Alguém me recordou um versículo do Evangelho segundo São
João, escrito numa perspectiva completamente nova:
"o único paramento
explicitamente referido, na última ceia, é a toalha que Jesus põe à cintura,
com a qual enxagua os pés aos discípulos" (Jo 13,4)
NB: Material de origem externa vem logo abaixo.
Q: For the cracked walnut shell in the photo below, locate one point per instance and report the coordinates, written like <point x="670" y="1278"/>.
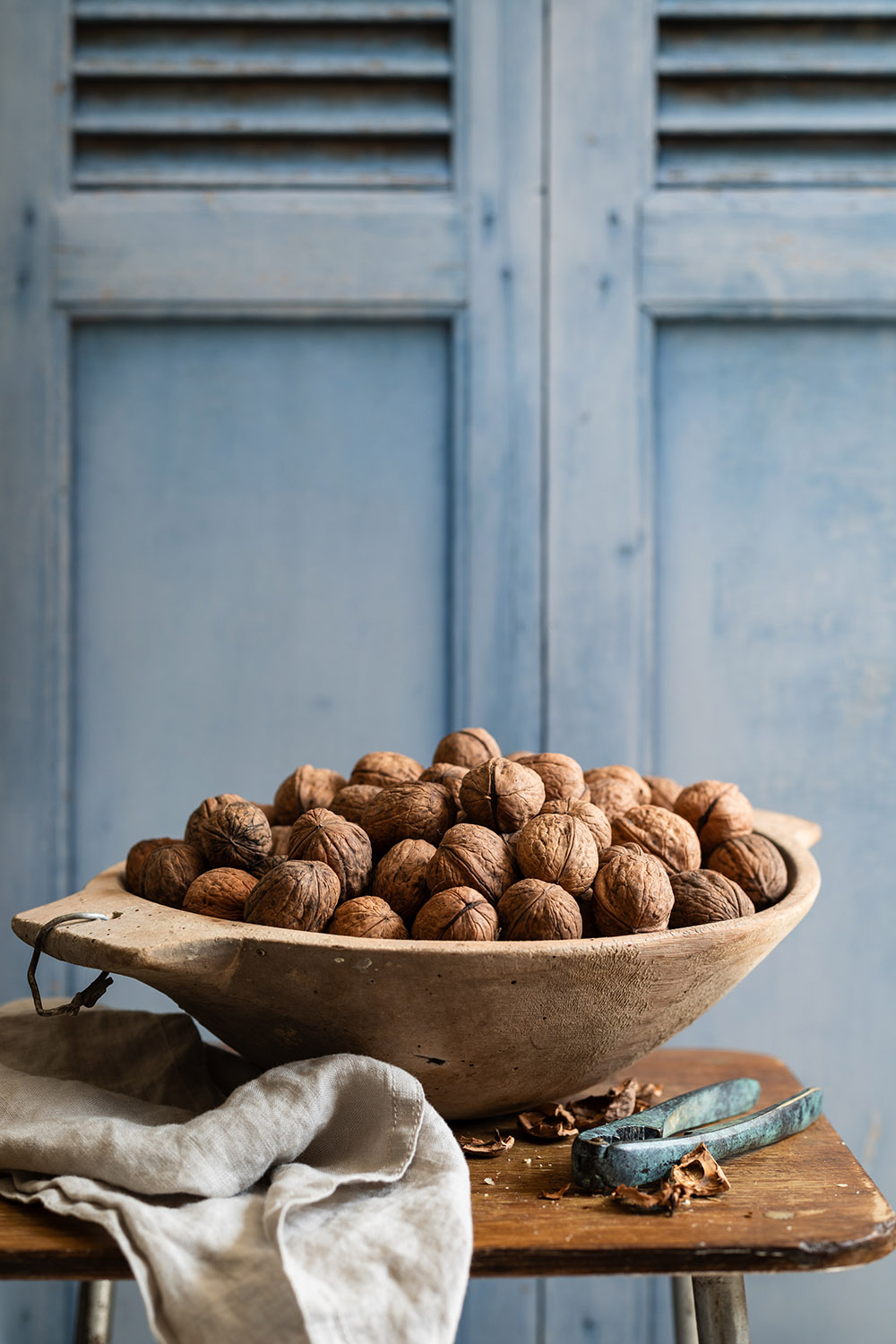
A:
<point x="304" y="789"/>
<point x="755" y="865"/>
<point x="466" y="747"/>
<point x="662" y="833"/>
<point x="557" y="849"/>
<point x="716" y="811"/>
<point x="473" y="857"/>
<point x="538" y="910"/>
<point x="409" y="812"/>
<point x="296" y="894"/>
<point x="632" y="894"/>
<point x="236" y="836"/>
<point x="501" y="795"/>
<point x="220" y="892"/>
<point x="333" y="840"/>
<point x="367" y="917"/>
<point x="704" y="897"/>
<point x="458" y="914"/>
<point x="400" y="878"/>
Quando olho o teólogo e ex-padre
Leonardo Boff, não vejo um dirigente ou inspirador da Teologia da Libertação. Vejo
um católico baptizado e, por isso, sacerdote. O seu cachecol é na realidade uma
estola, às riscas coloridas, que poderia ser usada por um rabi. Estolas muito
semelhantes foram usadas durante o Grande Jubileu do ano 2000 e nas Jornadas
Mundiais da Juventude de Paris. Não tem debruados a ouro nem prata, mas as
cores do Arco da Aliança desenhado por Deus nos céus quando fez a sua Aliança
com Noé.
Habituei-me durante muitos anos a
participar em missas em que padres dominicanos usavam muitas vezes uma estola
sobre a alva ou túnica branca. Apenas. Jesus não se confundia com os saduceus,
fariseus ou romanos, mas sabemos que não era fácil distingui-lo e encontrá-lo
no meio do povo, pois por várias vezes o quiseram agarrar para lhe fazer mal e
ele desaparecia no meio do povo.
O sacerdote não se impõe pelas suas
vestes ou outros símbolos, mas pela autoridade com que anuncia o Evangelho. Autoridade
que quando é verdadeira é inegável, para baptizados ou não baptizados, adultos,
crianças ou anciãos.
No tempo de crise pandémica que se
vive nestes tempos, as igrejas estão forçadamente fechadas para evitar
aglomerações de pessoas e contágio da doença, mas a verdadeira Igreja está
sempre com as portas abertas, como o Pai está sempre de portas abertas para
abraçar todos os filhos, mesmo os mais marotos.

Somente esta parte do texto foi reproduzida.